I am working for the Energy Economics Group, being part of the working group “Renewable Energy Policy and Markets”. Within this group, renewable energy technologies and markets and their future prospects are analyzed. We address questions of policy design, market interactions, and sustainability aspects (e.g. for bioenergy) alongside analyses of broader, techno-economic impacts of increasing shares of renewable energies in the future.
Can you give us examples of how you use data management in your everyday work?
Modeling is a key element in our assessments, done at the energy system level with a focus on the impact of policy interventions, the design of instruments/support schemes, or aspects of system integration for renewables in Europe’s power system. For these activities, we develop our own models or extend the (sector and geographical) coverage of open-source tools. The open-source movement in the (energy) modeling world has gained momentum in recent years and offers huge opportunities for energy and climate research. However, this confronts researchers with new challenges in data management. Thus, data management is a very important part of our modeling work: from organizing input data to making output data visible and transparent. Therefore, I use data management as part of our project work for European or national research projects as well as for publications in the course of my PhD.

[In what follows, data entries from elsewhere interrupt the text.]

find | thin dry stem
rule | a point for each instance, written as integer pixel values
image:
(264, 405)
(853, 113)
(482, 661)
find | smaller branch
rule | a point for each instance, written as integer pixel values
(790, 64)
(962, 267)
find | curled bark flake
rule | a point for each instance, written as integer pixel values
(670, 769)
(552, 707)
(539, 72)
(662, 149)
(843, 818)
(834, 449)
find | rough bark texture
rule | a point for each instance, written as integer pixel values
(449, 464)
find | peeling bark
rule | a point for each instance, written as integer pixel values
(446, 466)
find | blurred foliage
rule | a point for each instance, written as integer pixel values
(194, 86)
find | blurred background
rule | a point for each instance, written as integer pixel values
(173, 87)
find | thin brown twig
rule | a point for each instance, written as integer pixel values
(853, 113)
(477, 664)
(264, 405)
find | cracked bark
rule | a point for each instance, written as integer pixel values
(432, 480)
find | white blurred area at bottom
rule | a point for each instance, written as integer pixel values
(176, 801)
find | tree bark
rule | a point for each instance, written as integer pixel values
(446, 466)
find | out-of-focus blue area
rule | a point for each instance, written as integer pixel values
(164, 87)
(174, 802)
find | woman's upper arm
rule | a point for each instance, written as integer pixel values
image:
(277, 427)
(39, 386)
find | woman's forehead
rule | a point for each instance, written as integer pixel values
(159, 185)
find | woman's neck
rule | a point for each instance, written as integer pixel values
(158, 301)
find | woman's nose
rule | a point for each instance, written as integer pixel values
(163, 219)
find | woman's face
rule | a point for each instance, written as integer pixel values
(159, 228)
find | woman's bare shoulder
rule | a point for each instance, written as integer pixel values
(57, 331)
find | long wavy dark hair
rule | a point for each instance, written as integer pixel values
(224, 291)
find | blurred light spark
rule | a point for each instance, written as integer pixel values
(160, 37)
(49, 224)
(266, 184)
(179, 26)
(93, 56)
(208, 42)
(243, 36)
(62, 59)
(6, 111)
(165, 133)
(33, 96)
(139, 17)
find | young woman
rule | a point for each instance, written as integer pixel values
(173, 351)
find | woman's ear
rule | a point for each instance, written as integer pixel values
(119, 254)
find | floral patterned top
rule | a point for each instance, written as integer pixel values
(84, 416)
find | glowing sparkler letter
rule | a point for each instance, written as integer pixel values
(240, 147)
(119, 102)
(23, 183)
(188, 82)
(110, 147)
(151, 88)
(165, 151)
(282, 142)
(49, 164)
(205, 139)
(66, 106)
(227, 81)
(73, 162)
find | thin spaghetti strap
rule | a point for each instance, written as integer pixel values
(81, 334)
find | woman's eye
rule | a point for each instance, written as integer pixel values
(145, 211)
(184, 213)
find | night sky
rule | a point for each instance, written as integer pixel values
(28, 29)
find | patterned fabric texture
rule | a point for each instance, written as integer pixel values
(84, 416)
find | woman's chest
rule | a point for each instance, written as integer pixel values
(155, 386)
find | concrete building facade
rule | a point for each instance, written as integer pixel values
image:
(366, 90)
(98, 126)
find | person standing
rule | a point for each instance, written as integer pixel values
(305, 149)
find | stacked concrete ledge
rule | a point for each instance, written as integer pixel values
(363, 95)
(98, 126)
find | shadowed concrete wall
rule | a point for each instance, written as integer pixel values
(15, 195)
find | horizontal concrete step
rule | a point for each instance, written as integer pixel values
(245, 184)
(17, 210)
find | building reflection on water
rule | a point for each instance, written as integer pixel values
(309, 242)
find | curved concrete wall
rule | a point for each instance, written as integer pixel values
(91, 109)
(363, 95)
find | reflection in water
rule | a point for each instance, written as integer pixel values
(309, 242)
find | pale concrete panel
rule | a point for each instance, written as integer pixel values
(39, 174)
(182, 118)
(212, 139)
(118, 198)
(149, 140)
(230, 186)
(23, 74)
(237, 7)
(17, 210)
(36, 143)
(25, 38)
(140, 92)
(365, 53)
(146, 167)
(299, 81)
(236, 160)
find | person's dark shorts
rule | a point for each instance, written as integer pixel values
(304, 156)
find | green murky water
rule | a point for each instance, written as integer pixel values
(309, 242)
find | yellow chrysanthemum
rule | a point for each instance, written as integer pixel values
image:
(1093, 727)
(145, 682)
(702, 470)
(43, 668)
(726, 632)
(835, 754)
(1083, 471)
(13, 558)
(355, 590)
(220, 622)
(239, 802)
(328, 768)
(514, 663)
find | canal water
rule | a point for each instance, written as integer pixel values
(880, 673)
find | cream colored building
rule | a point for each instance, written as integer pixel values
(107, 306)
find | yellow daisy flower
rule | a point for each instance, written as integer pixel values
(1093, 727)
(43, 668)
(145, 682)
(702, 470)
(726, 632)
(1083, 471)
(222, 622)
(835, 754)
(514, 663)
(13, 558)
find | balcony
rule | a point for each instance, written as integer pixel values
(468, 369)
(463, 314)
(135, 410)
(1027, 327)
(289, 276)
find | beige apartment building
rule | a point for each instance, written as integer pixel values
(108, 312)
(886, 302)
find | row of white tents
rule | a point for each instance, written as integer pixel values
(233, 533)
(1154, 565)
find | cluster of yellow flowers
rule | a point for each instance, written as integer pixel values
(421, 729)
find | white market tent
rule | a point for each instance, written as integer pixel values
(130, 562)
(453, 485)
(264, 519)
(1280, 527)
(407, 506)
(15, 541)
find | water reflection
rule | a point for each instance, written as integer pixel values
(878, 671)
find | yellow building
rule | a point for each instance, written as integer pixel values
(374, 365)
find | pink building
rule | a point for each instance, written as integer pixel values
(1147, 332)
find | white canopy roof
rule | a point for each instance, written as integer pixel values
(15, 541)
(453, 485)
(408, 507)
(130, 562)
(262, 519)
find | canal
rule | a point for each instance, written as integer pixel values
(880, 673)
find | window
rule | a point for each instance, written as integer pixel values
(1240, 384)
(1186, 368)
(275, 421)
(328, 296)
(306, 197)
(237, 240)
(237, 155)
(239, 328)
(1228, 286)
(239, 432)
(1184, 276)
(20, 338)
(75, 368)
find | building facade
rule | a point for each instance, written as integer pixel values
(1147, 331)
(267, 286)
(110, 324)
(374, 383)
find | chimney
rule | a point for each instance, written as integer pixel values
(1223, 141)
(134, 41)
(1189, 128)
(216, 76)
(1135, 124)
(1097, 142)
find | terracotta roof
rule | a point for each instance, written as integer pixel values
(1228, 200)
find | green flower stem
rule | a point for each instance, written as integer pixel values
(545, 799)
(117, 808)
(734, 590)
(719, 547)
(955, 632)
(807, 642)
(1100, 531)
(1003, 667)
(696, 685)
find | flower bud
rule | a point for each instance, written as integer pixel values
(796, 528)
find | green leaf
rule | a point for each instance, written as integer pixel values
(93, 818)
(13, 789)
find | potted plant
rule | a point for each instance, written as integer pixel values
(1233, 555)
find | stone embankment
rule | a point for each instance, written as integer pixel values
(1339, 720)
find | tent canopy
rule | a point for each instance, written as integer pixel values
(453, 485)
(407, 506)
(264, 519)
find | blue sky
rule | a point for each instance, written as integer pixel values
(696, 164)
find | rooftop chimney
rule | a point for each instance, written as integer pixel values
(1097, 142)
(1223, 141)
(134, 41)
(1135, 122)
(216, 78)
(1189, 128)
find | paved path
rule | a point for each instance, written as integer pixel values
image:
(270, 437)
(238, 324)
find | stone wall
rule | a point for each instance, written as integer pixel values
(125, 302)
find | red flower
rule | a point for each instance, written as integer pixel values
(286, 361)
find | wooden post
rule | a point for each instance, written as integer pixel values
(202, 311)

The teaching at our institute also includes data management practices, e.g. in the course “Open Source Energy System Modeling, opens an external URL in a new window” where students can learn the fundamentals of (open-source) data management and how to apply them in practice.
Are you using data repositories for data publication?
I use public data repositories (e.g. Zenodo) to make modeling data publicly available and assign licenses. I use this for example for the data underlying my modeling activities in research projects or scientific publications. Also, the open-source energy modeling community is collaborating via open repositories and is e.g. present on GitHub to cooperate and share modeling frameworks and data with others.